The Liang-Barsky algorithm is a line clipping algorithm. This algorithm is more efficient than Cohen–Sutherland line clipping algorithm and can be extended to 3-Dimensional clipping. This algorithm is considered to be the faster parametric line-clipping algorithm. The following concepts are used in this clipping:
- The parametric equation of the line.
- The inequalities describing the range of the clipping window which is used to determine the intersections between the line and the clip window.
This Algorithm was developed by Liang and Barsky. It is used for line clipping as it is more efficient than Cyrus Beck algorithm and Cohen Sutherland algorithm because it uses more efficient parametric equations to clip the given line.These parametric equations are given as: x = x1 + tdx , y = y1 + tdy, 0 <= t <= 1
Where dx = x2 – x1 & dy = y2 – y1
Liang Barsky line clipping algorithm uses 4 inequalities with 2 parameters p & q which are defined in the algorithm below.
1. Read 2 endpoints of line as p1 (x1, y1) & p2 (x2, y2).
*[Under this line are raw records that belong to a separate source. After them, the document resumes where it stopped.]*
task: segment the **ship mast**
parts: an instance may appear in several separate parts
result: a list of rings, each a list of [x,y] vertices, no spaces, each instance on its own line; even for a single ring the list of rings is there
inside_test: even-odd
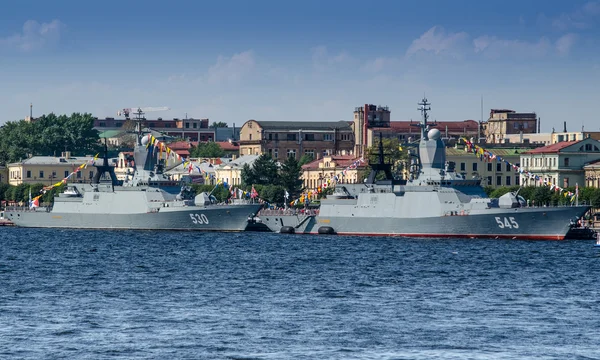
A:
[[[421,111],[421,123],[417,125],[421,128],[421,140],[425,139],[425,132],[428,130],[429,125],[427,124],[427,120],[429,120],[428,111],[431,110],[431,103],[427,102],[427,98],[423,96],[423,100],[418,103],[419,108],[417,110]]]

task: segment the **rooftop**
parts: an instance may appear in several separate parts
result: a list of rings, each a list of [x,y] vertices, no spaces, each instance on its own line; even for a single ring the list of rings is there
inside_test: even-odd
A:
[[[250,120],[248,120],[250,121]],[[351,130],[348,121],[256,121],[265,130]]]
[[[78,156],[78,157],[56,157],[56,156],[33,156],[19,162],[9,165],[81,165],[85,162],[93,160],[93,156]]]
[[[560,150],[569,147],[571,145],[574,145],[576,143],[578,143],[581,140],[576,140],[576,141],[562,141],[556,144],[552,144],[552,145],[548,145],[548,146],[542,146],[539,147],[537,149],[533,149],[533,150],[529,150],[526,152],[526,154],[556,154],[558,153]]]
[[[329,158],[331,158],[331,161],[335,163],[336,168],[348,167],[348,166],[352,165],[356,160],[359,159],[354,155],[325,156],[321,159],[313,160],[307,164],[302,165],[302,169],[303,170],[317,170],[317,169],[319,169],[319,164],[323,163],[325,161],[324,159],[329,159]],[[363,166],[365,166],[365,165],[363,164]]]

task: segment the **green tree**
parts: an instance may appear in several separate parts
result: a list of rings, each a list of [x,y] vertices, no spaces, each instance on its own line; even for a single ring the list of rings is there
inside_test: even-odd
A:
[[[304,164],[308,164],[309,162],[312,162],[314,160],[312,155],[308,155],[308,154],[304,154],[302,155],[302,157],[300,158],[300,161],[298,161],[300,163],[300,166],[304,165]]]
[[[297,197],[302,191],[302,166],[295,157],[290,156],[281,165],[279,172],[279,183],[284,189],[287,189],[290,198]]]
[[[262,154],[254,161],[254,164],[252,165],[252,175],[254,182],[245,182],[246,184],[277,184],[279,180],[277,163],[275,163],[275,160],[273,160],[269,154]]]
[[[222,121],[219,121],[219,122],[215,121],[209,127],[214,129],[214,128],[218,128],[218,127],[229,127],[229,125],[227,125],[227,123],[224,123]]]
[[[193,158],[219,158],[225,155],[225,151],[213,141],[198,143],[190,151],[190,157]]]
[[[31,155],[74,155],[98,152],[98,131],[91,114],[42,115],[35,122],[9,121],[0,128],[0,164]]]

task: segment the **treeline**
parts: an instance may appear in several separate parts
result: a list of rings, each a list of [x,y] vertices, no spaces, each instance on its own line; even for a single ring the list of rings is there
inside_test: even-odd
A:
[[[42,115],[34,122],[9,121],[0,127],[0,165],[25,159],[29,154],[52,156],[95,154],[100,149],[91,114]]]
[[[575,193],[574,186],[565,188],[564,190]],[[525,200],[529,200],[530,204],[536,206],[569,205],[573,203],[570,197],[565,196],[565,192],[550,190],[549,186],[525,186],[521,188],[519,186],[503,186],[500,188],[485,187],[485,192],[492,198],[498,198],[509,191],[519,191],[520,196],[523,196]],[[580,187],[579,204],[587,204],[595,208],[600,207],[600,189]]]

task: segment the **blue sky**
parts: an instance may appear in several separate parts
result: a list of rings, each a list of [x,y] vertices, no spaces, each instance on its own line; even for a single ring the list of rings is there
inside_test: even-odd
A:
[[[26,1],[0,12],[0,123],[123,107],[248,119],[535,111],[600,131],[600,1]],[[150,114],[149,114],[150,115]]]

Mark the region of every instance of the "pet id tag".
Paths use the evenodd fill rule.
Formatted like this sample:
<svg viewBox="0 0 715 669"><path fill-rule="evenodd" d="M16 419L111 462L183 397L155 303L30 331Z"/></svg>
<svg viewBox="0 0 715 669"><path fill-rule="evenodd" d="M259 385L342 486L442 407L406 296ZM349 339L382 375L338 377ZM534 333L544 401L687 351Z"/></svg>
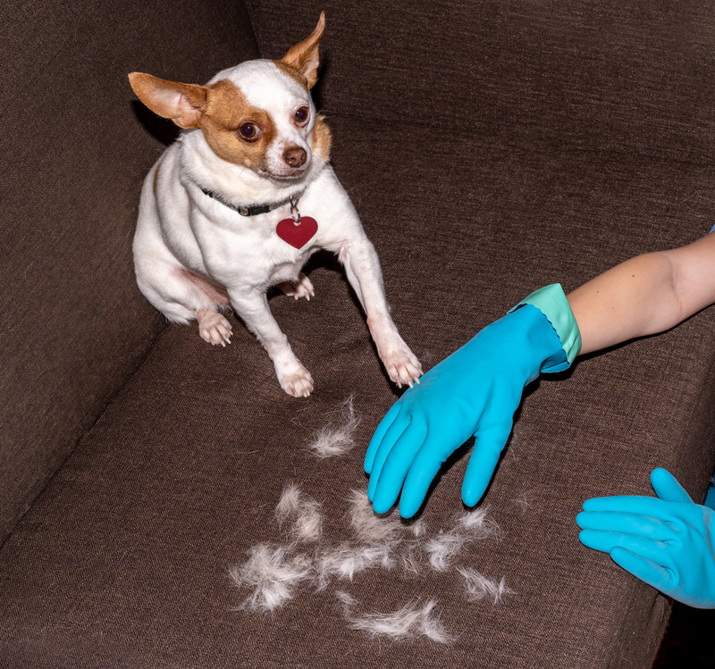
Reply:
<svg viewBox="0 0 715 669"><path fill-rule="evenodd" d="M275 234L291 247L303 248L318 231L318 223L310 216L301 216L298 211L298 200L290 200L290 213L293 218L284 218L275 226Z"/></svg>

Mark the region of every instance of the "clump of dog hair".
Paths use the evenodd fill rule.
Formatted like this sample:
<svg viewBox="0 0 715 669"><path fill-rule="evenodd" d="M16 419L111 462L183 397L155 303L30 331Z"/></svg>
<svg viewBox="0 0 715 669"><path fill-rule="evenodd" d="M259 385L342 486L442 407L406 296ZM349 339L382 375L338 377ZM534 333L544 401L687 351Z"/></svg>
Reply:
<svg viewBox="0 0 715 669"><path fill-rule="evenodd" d="M395 560L389 546L351 546L344 543L326 550L315 559L317 590L324 589L331 579L352 581L356 573L374 566L391 570Z"/></svg>
<svg viewBox="0 0 715 669"><path fill-rule="evenodd" d="M494 605L497 605L504 595L514 594L514 590L507 587L503 576L497 582L471 567L458 567L457 571L464 581L464 590L470 602L478 602L488 597L493 599Z"/></svg>
<svg viewBox="0 0 715 669"><path fill-rule="evenodd" d="M430 599L422 605L408 602L402 608L390 614L370 613L356 615L353 608L358 601L347 592L336 593L342 604L343 614L353 630L363 631L370 637L388 637L394 641L425 636L437 643L450 643L451 635L434 613L437 603Z"/></svg>
<svg viewBox="0 0 715 669"><path fill-rule="evenodd" d="M355 446L353 433L360 424L360 417L355 414L354 397L350 395L339 409L339 424L321 428L307 445L317 457L342 456Z"/></svg>
<svg viewBox="0 0 715 669"><path fill-rule="evenodd" d="M299 541L316 541L323 534L321 508L320 502L302 493L295 483L288 483L275 507L275 519L282 526L295 518L291 535Z"/></svg>
<svg viewBox="0 0 715 669"><path fill-rule="evenodd" d="M489 517L489 506L465 512L457 519L457 524L467 530L475 541L488 537L501 539L501 529Z"/></svg>
<svg viewBox="0 0 715 669"><path fill-rule="evenodd" d="M447 531L440 531L436 537L425 545L429 563L437 572L446 572L464 545L487 537L499 536L499 525L489 518L489 507L467 511L456 520L456 527Z"/></svg>
<svg viewBox="0 0 715 669"><path fill-rule="evenodd" d="M462 550L468 538L457 530L440 531L425 545L430 564L437 572L446 572Z"/></svg>
<svg viewBox="0 0 715 669"><path fill-rule="evenodd" d="M312 565L307 556L290 553L290 546L258 544L243 564L230 570L235 585L253 589L238 609L272 613L293 597L295 588L310 578Z"/></svg>
<svg viewBox="0 0 715 669"><path fill-rule="evenodd" d="M378 515L364 490L350 490L348 497L350 506L350 525L358 540L366 544L396 544L400 534L408 525L395 516Z"/></svg>

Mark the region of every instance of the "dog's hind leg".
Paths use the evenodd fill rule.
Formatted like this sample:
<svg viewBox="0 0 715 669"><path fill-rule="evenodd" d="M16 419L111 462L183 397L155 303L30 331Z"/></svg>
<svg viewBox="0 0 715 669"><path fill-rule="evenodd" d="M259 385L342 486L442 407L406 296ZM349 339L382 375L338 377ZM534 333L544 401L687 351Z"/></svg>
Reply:
<svg viewBox="0 0 715 669"><path fill-rule="evenodd" d="M231 323L219 313L231 305L223 286L180 267L137 261L141 292L169 321L188 323L196 319L205 341L222 346L231 343Z"/></svg>
<svg viewBox="0 0 715 669"><path fill-rule="evenodd" d="M265 294L257 290L231 291L231 304L273 360L281 388L295 397L308 397L313 391L313 377L295 356L288 338L281 331Z"/></svg>
<svg viewBox="0 0 715 669"><path fill-rule="evenodd" d="M310 280L301 272L297 281L283 281L276 285L276 288L285 293L289 297L305 297L308 302L311 297L315 297L315 290Z"/></svg>

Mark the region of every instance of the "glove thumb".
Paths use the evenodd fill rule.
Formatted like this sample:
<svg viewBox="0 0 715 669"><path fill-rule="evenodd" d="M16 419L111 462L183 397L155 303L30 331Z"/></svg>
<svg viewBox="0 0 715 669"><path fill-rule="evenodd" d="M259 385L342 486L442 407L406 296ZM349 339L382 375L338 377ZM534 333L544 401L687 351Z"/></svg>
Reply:
<svg viewBox="0 0 715 669"><path fill-rule="evenodd" d="M655 494L666 502L694 504L692 498L677 479L662 467L658 467L651 472L651 485Z"/></svg>

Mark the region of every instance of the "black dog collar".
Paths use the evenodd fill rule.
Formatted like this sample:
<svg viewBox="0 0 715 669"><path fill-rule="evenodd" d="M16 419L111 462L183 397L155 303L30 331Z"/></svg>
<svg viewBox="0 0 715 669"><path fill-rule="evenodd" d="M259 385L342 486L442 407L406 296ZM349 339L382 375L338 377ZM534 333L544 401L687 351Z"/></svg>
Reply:
<svg viewBox="0 0 715 669"><path fill-rule="evenodd" d="M299 193L297 196L290 196L290 197L287 197L281 202L273 202L268 205L250 205L248 206L233 206L233 205L229 204L226 202L221 196L217 195L216 193L208 190L208 188L201 188L201 191L207 195L212 199L214 199L216 202L220 202L224 206L227 206L229 209L232 209L234 212L238 212L241 216L257 216L259 213L268 213L268 212L273 211L273 209L278 209L279 207L283 206L284 205L288 205L290 203L291 205L295 205L298 201L300 199L300 197L303 193Z"/></svg>

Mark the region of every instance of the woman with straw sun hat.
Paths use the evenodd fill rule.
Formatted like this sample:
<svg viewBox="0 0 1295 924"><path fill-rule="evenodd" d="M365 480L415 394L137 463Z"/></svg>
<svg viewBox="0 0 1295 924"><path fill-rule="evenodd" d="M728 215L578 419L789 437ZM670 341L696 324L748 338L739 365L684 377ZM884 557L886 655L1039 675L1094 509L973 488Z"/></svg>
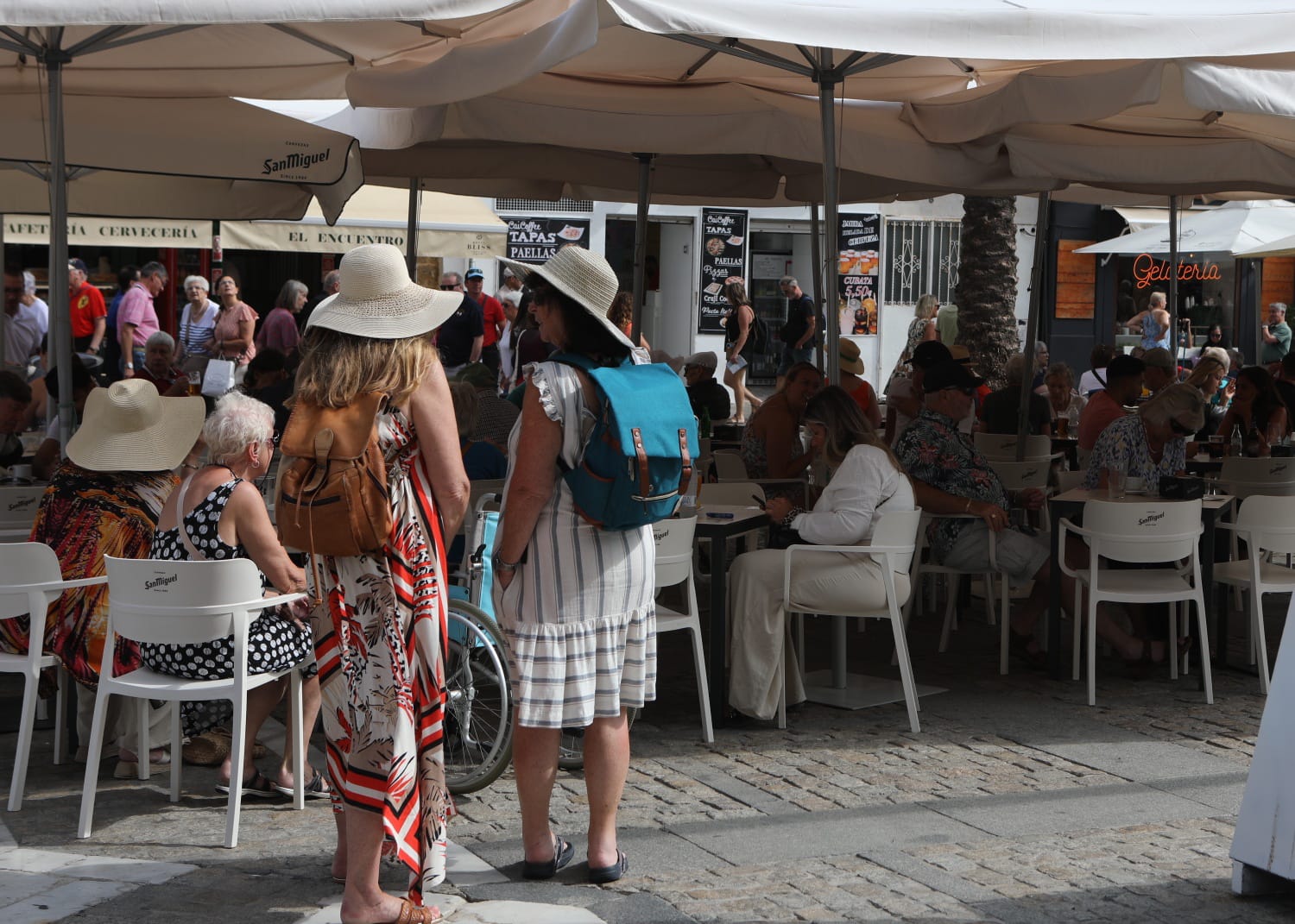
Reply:
<svg viewBox="0 0 1295 924"><path fill-rule="evenodd" d="M462 303L409 280L390 245L342 258L342 285L311 312L295 401L343 408L387 395L378 414L391 533L381 553L322 559L316 617L328 767L338 827L333 877L344 924L430 924L445 877L451 813L442 758L445 544L467 509L453 405L431 333ZM411 871L408 899L378 884L383 840Z"/></svg>
<svg viewBox="0 0 1295 924"><path fill-rule="evenodd" d="M179 484L172 470L193 449L202 430L201 397L159 397L141 379L95 388L85 399L80 428L67 441L67 459L58 466L40 498L31 541L44 542L58 555L63 577L101 577L104 556L148 558L153 532L167 496ZM89 742L93 690L100 672L107 629L107 585L69 590L49 607L44 624L51 651L76 679L76 736ZM27 650L26 629L18 620L0 621L0 651ZM115 648L118 673L140 666L139 646L124 639ZM136 761L152 769L170 762L162 745L171 740L171 707L149 709L149 754L137 747L133 704L109 703L109 742L118 739L115 776L136 775ZM175 756L179 760L179 754Z"/></svg>
<svg viewBox="0 0 1295 924"><path fill-rule="evenodd" d="M543 267L505 263L534 292L546 343L602 365L632 355L629 338L607 318L618 286L601 256L565 247ZM611 883L629 866L616 841L616 806L629 767L625 709L657 696L655 546L650 527L603 531L585 523L558 478L561 467L579 463L597 406L585 374L561 362L536 362L526 374L492 558L495 612L517 699L522 875L550 879L575 853L549 826L549 798L562 729L580 727L589 797L587 876Z"/></svg>

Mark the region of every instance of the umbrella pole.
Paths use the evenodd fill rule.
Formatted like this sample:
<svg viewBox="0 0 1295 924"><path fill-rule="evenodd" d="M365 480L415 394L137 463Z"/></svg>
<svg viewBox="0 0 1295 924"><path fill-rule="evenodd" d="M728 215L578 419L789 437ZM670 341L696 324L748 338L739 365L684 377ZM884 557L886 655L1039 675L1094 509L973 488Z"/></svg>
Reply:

2. Read 2 corners (left-top & right-bottom) of the clipping window as (xwmin, ywmin, xwmax, ywmax).
3. Calculate values of parameters pi and qi for i = 1, 2, 3, 4 such that
p1 = -dx, q1 = x1 – xwmin
p2 = dx, q2 = xwmax – x1
p3 = -dy, q3 = y1 – ywmin
p4 = dy, q4 = ywmax – y1
4. if pi = 0 then line is parallel to ith boundary
if qi < 0 then line is completely outside boundary so discard line
else, check whether line is horizontal or vertical and then check the line endpoints with the corresponding boundaries.
5. Initialize t1 & t2 as
t1 = 0 & t2 = 1
6. Calculate values for qi/pi for i = 1, 2, 3, 4.
7. Select values of qi/pi where pi < 0 and assign maximum out of them as t1.
8. Select values of qi/pi where pi > 0 and assign minimum out of them as t2.
9. if (t1 < t2)
xx1 = x1 + t1dx
xx2 = x1 + t2dx
yy1 = y1 + t1dy
yy2 = y1 + t2dy
line (xx1, yy1, xx2, yy2)
- More efficient than other algorithms as line intersection with boundaries calculations are reduced.
- Intersections of line are computed only once.